Friday, December 26, 2008

Nightmare Fuel of the Week: Worst Snowman Ever

Worse than Jack Frost (either the lame horror movie one or the Michael Keaton vehicle).

Worse than Calvin & Hobbes' monstrous snowmen.Thanks Batman: Gotham After Midnight #8! I really needed Nightmare Fuel to get me through the holidays!

Star Trek 749: A World Gone Mad

749. A World Gone Mad

PUBLICATION: Star Trek #20, Gold Key Comics, September 1973

CREATORS: Unknown (writer), Alberto Giolitti (artist)

STARDATE: 32:47.2 - Follows the last issue.

PLOT: The Enterprise returns the spoiled prince Raviki to his home planet where an unscrupulous regent is currently ruling. After trusted subjects try to kill the bratty prince, including his sister, the crew start thinking it's more than political. Turns out a comet passed by spewing gases that have given the population a bad case of SPACE... MADNESS! While Kirk defends the now proven courageous prince from rioters, McCoy and Scotty spacewalk through the comet's tail to get a sample and fabricate an antidote. McCoy gets a little nutty from breathing in the fumes and jumps through the Guardian of Forev--no wait, that's another episode. No, he goes nutty and has a zero-G fist fight with Scotty. When that's done, Scotty seeds the atmosphere with the cure and everything goes back to normal.

CONTINUITY: The Galileo makes another appearance. I guess they fixed it since #16.

DIVERGENCES: McCoy seems to know a lot more about vacuum cleaners than Scotty does. Baseball doesn't seem so forgotten anymore.

PANEL OF THE DAY - Take Me Out to the Ball Game
REVIEW: Star Trek has done a number of SPACE... MADNESS stories, and this one stands out by being at once comic booky (fighting in a comet's tail, hanging out of shuttles, etc.) and pretty violent (mad assassins getting killed, a murdered dog and a guy driving himself into lava!)
Yeah, that's hardcore. In the end, there's an odd moment with the prince taking his shirt off, but that's what makes it a TOS story. The story is little more organic that previous issues, with less reliance on "random encounters", but one does wonder what happened to the villain at the end. We never find out his final fate.

Thursday, December 25, 2008

The Gift That's Bigger on the Inside

Just now adding to my Unauthorized Doctor Who CCG...Merry Christmas everybody!

Star Trek 748: The Haunted Asteroid

748. The Haunted Asteroid

PUBLICATION: Star Trek #19, Gold Key Comics, July 1973

CREATORS: Unknown (writer), Alberto Giolitti (artist)

STARDATE: 24:92.5 - Follows the last issue.

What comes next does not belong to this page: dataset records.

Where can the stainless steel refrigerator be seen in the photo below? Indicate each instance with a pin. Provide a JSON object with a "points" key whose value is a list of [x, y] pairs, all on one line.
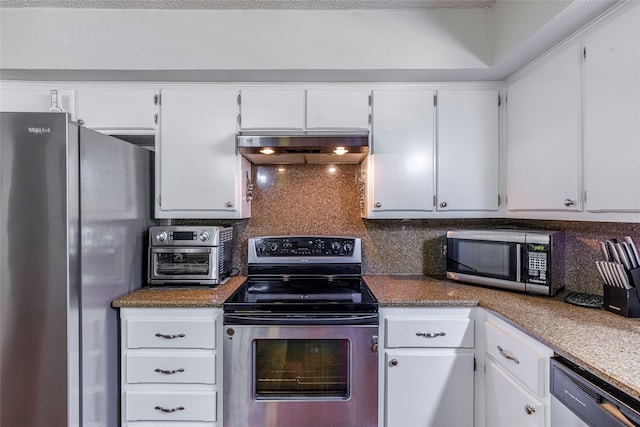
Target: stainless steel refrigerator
{"points": [[75, 210]]}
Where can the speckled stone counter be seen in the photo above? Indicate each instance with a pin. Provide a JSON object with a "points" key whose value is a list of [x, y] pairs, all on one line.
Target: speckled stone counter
{"points": [[604, 343]]}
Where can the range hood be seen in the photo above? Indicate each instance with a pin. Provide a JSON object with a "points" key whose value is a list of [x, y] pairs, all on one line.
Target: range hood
{"points": [[313, 147]]}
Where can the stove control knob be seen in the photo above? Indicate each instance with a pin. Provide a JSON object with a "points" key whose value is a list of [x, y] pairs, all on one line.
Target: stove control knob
{"points": [[348, 247]]}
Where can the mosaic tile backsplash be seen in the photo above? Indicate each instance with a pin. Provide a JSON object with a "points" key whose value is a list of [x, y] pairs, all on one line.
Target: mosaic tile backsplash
{"points": [[324, 200]]}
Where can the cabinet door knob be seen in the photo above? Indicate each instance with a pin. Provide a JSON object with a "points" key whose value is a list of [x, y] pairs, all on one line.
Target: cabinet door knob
{"points": [[508, 356]]}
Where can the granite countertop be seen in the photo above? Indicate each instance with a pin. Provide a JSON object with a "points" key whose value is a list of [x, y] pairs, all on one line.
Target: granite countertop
{"points": [[604, 343]]}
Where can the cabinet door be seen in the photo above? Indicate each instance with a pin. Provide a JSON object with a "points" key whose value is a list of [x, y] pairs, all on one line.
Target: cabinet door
{"points": [[110, 108], [429, 388], [468, 157], [34, 99], [543, 136], [507, 403], [272, 109], [612, 115], [339, 108], [197, 159], [401, 168]]}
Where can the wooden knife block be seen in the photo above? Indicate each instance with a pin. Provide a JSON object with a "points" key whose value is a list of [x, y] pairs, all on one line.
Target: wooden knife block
{"points": [[624, 302]]}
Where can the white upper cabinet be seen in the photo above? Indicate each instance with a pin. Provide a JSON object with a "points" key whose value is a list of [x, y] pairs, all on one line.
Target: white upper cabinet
{"points": [[200, 175], [612, 115], [400, 169], [35, 99], [543, 137], [286, 108], [338, 109], [117, 108], [468, 150], [272, 109]]}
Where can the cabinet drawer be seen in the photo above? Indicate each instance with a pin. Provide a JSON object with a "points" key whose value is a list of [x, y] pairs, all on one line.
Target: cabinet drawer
{"points": [[509, 404], [152, 333], [180, 368], [429, 332], [520, 360], [185, 406]]}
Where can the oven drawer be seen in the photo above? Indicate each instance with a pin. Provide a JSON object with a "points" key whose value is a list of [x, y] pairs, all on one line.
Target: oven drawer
{"points": [[440, 332], [517, 358], [177, 406], [193, 367], [175, 333]]}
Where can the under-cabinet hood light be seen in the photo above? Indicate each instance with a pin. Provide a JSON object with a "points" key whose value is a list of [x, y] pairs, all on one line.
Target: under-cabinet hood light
{"points": [[315, 147]]}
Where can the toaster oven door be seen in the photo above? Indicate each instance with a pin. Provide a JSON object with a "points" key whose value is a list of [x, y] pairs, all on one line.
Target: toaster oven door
{"points": [[183, 265]]}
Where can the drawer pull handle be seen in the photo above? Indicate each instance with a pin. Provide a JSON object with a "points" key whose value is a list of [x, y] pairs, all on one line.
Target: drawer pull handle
{"points": [[160, 408], [508, 356], [168, 372], [170, 337], [430, 334]]}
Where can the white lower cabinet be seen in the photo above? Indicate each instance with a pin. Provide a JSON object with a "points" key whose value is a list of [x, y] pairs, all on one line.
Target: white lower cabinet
{"points": [[170, 367], [516, 383], [427, 372]]}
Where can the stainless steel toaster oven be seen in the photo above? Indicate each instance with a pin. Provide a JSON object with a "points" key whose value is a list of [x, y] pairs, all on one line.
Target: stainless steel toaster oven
{"points": [[189, 255]]}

PLOT: Kirk and crew visit an apparently haunted asteroid tomb, a shrine to a long-dead queen from which looters never return. With the help of the expert Dr. Krisp, a lovely lass who sometimes needs to the fear slapped out of her...
...they navigate the dungeon, fighting robots, harpies, ghosts and flaming fountains along the way. Eventually, they get to the heart of the tomb where the queen is found still alive after centuries. She reveals all. Born with a mutation that would make her nearly immortal, her loving husband created this palace for her when he found out to spare her the paparazzi and resentment, later joining her after his own faked death. Since then, she's turned looters into permanent guests and will soon die anyway, taking the asteroid with her. Kirk and crew escape and she dies a peaceful death triggering the explosion.

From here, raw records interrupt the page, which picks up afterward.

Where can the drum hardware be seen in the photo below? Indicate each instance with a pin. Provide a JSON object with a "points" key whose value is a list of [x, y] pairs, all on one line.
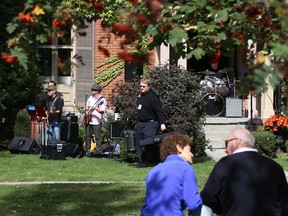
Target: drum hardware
{"points": [[207, 72], [225, 70], [214, 104]]}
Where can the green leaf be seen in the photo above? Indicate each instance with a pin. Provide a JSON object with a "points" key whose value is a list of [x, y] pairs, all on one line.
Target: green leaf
{"points": [[11, 27], [176, 36], [21, 56], [198, 53]]}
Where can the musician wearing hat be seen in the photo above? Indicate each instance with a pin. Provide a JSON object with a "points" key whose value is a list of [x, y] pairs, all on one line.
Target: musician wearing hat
{"points": [[95, 108], [53, 107]]}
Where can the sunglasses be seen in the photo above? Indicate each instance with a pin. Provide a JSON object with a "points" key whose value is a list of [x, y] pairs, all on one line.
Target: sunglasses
{"points": [[227, 141]]}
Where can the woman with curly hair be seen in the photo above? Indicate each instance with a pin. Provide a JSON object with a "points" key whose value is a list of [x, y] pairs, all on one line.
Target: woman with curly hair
{"points": [[171, 186]]}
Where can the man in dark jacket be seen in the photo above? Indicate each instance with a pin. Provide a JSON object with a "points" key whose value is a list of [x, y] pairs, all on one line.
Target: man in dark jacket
{"points": [[246, 182], [149, 117]]}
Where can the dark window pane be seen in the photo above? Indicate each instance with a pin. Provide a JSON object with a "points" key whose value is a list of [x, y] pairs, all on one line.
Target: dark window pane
{"points": [[64, 62], [46, 61]]}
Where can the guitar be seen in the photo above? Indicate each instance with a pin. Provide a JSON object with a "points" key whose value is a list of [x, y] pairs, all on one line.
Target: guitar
{"points": [[88, 117]]}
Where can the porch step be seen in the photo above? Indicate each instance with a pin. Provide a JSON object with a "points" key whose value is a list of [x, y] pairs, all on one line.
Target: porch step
{"points": [[216, 130]]}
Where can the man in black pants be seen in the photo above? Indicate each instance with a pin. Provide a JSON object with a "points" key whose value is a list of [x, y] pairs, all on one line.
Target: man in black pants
{"points": [[149, 117]]}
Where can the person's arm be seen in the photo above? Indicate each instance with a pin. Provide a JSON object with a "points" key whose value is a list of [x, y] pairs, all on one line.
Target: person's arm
{"points": [[190, 192], [102, 107], [59, 105], [211, 192]]}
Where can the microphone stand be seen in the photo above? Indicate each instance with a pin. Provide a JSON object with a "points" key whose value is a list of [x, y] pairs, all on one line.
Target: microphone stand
{"points": [[86, 127]]}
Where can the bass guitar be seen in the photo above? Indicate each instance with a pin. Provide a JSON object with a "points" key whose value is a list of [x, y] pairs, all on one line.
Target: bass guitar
{"points": [[88, 117]]}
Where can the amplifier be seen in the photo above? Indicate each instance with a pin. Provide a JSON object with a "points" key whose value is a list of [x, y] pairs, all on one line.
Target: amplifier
{"points": [[129, 136], [233, 107]]}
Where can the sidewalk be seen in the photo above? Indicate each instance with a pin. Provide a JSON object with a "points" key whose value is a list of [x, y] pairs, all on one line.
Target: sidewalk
{"points": [[218, 153]]}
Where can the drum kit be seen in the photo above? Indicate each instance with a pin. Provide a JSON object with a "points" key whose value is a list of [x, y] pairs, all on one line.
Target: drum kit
{"points": [[216, 88]]}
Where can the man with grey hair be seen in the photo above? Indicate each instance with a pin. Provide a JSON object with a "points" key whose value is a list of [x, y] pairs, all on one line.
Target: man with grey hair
{"points": [[246, 182]]}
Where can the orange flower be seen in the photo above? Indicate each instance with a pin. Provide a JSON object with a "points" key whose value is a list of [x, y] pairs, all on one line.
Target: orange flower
{"points": [[25, 18], [8, 58], [99, 7], [276, 124], [59, 23], [134, 2]]}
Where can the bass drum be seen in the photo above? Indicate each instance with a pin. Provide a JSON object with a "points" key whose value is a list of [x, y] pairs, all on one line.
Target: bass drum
{"points": [[214, 104]]}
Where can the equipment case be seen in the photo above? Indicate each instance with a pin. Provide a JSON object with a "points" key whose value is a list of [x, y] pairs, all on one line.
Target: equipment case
{"points": [[55, 150]]}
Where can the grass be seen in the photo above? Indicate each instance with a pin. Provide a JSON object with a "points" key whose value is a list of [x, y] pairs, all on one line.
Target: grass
{"points": [[121, 193], [123, 197]]}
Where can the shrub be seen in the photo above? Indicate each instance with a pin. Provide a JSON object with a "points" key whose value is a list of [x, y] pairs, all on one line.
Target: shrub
{"points": [[22, 124], [181, 99], [265, 143]]}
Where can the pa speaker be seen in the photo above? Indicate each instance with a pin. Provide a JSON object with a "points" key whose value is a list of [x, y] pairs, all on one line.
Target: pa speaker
{"points": [[233, 107], [23, 145], [69, 132], [131, 71], [116, 130], [129, 140]]}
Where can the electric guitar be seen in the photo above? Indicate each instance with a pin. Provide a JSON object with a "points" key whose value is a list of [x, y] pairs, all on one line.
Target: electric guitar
{"points": [[88, 117]]}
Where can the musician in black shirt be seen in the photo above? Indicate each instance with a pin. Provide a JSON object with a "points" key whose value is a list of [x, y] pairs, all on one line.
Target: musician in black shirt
{"points": [[149, 117]]}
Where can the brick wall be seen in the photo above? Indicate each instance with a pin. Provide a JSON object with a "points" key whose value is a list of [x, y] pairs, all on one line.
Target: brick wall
{"points": [[113, 48]]}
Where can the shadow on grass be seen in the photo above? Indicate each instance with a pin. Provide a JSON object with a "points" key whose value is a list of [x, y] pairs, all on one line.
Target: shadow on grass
{"points": [[70, 199]]}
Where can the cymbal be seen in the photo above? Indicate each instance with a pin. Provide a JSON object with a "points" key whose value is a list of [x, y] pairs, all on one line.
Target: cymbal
{"points": [[207, 72], [225, 70]]}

CONTINUITY: Kirk finally gets some. After slapping Krisp into submission, he invites her to dinner. Now that's the Kirk we know and roll our eyes at.

DIVERGENCES: Sulu is apparently a former gymnastics gold medal winner (chalk it up to another completely unrelated sphere of interest). Scotty's more into weight-lifting, able to get a half-ton robot over his head and spinning it round.

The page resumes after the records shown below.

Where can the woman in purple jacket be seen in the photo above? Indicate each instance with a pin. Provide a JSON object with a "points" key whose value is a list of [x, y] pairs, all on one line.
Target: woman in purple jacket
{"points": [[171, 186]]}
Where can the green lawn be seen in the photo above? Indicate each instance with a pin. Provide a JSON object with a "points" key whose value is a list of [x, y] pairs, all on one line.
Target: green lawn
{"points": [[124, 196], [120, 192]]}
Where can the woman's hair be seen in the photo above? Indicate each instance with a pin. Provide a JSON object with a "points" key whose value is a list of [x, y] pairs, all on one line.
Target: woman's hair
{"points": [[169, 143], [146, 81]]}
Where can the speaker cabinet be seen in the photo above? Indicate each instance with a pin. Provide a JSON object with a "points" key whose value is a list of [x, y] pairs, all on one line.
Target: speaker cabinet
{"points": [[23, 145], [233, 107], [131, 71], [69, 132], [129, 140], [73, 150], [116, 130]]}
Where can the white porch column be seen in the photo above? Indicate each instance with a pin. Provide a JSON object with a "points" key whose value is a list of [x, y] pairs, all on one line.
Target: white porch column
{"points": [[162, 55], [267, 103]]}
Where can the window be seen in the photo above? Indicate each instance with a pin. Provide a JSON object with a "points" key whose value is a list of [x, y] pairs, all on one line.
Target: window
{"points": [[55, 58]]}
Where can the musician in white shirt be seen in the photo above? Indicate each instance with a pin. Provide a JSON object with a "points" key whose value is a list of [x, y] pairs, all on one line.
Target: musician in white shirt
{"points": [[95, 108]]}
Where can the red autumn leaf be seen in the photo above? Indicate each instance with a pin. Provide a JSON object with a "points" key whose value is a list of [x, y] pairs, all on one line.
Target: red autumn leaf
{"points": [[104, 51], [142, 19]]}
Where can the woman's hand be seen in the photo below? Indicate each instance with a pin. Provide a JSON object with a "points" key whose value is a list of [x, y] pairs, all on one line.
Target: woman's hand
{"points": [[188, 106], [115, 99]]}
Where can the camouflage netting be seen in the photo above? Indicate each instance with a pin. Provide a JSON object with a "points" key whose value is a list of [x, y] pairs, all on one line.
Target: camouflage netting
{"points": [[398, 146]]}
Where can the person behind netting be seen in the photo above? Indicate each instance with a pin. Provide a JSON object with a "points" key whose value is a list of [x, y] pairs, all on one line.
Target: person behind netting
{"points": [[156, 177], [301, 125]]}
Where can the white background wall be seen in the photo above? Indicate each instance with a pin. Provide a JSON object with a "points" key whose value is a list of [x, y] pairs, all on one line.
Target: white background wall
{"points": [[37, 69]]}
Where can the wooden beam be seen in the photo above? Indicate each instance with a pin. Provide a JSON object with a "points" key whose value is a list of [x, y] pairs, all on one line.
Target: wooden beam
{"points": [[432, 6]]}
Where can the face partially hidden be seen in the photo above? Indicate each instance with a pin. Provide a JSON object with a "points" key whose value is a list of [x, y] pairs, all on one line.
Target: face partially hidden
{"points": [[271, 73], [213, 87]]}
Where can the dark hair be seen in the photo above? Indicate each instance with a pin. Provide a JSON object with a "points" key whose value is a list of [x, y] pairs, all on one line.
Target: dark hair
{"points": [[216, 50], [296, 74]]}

REVIEW: A real mess, this one. Though it features a couple of shocking images - the room full of human remains, Spock on fire - it's also full of plot holes and contrivances. The madness some looters have returned with is never explained. Nor is Kirk's school chum's missing memory, or the fact he's going barefoot. Spock mistakes robots for zombies, twice. Kirk and Krisp's cell isn't locked, apparently on purpose, but the rest of the crew's is. And of course you have the contrived abilities of both Sulu and Scotty, the latter verging on the super-human. One to read for the camp of it all.